1928 - 2015
“Because of my vision, I’m using my life now when I paint. I mean by that all the painting that I’ve ever done.”Lennart Anderson in a 2013 interview with The Vision & Art Project
Born in Detroit, Michigan, Lennart Anderson knew from a young age that he wanted to be an artist. He often visited the Detroit Institute of Arts as a child and went on to study at the School of the Art Institute of Chicago and then at the Cranbrook Academy of Art.

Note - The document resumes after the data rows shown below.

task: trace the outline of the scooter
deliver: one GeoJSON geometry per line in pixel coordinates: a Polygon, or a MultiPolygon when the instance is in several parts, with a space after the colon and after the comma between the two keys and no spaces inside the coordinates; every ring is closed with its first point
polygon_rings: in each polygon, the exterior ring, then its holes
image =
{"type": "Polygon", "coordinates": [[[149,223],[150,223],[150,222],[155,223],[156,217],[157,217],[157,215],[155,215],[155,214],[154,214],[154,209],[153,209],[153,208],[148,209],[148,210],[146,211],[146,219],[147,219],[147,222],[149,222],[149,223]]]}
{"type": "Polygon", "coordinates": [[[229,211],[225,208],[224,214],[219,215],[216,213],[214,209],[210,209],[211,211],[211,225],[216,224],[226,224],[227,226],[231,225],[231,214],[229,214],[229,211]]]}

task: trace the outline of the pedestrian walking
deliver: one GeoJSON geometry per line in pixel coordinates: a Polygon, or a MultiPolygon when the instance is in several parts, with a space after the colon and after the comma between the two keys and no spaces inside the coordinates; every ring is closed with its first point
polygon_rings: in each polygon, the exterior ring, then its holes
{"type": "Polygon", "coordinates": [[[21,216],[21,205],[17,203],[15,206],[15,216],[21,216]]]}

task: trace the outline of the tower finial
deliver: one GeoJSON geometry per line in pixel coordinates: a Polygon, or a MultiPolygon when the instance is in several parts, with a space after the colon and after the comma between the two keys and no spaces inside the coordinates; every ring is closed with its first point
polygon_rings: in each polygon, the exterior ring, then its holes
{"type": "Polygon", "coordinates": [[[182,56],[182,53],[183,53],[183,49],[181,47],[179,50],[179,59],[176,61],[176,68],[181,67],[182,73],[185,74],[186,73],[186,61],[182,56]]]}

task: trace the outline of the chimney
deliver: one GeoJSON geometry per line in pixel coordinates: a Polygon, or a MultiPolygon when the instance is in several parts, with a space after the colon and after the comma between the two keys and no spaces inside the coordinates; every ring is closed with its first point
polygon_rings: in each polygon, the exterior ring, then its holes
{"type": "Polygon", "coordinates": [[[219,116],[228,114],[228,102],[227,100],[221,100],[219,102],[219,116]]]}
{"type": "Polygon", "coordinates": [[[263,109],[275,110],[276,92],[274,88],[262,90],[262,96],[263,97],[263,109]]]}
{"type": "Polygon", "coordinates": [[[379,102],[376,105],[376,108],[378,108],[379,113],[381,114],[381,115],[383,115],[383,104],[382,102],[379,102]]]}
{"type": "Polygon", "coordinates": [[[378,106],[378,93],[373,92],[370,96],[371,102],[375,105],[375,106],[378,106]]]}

He moved to New York in the mid-1950s, studied briefly at the Art Students League under Edwin Dickinson, and lived on Tenth Street, then a hub of abstract expressionism. In a 2013 interview with The Vision & Art Project, Anderson talked about how, from early in his career, he “hunkered down” and pursued what interested him. This included painting street scenes and bacchanals from a combination of perception and imagination, as well as still lifes, portraits, and figures from observation. By his own admission, he was deeply influenced by the work of historical painters—among others, Edgar Degas, Diego Velázquez, Jean-Auguste-Dominique Ingres, and Jean-Baptiste-Camille-Corot.
Although Anderson never worked exclusively from observation, he became known as a leading proponent of perceptual painting. He was the recipient of many important awards, including a Rome Prize (1958) and a Guggenheim (1983). His work is in the permanent collections of the Brooklyn Museum, Cleveland Museum of Art, Hirshhorn Museum and Sculpture Garden, Museum of Fine Arts (Boston), and Whitney Museum of American Art, among others. He taught at Columbia, Princeton, and Yale, and served as a distinguished professor emeritus at Brooklyn College.
Anderson’s post-macular artwork
Anderson’s right eye was affected by macular degeneration in 2001. For the next six years, he relied on his left eye, with little change to his paintings or painting practice. When his left eye succumbed in 2007, however, his work changed.
A source for several late paintings, many of them based on mythological motifs, were figure drawings he had completed years before while he was teaching at Brooklyn College. Among other strategies, he used a phone to assess his work, taking photos of work-in-progress and examining them very closely in his peripheral vision.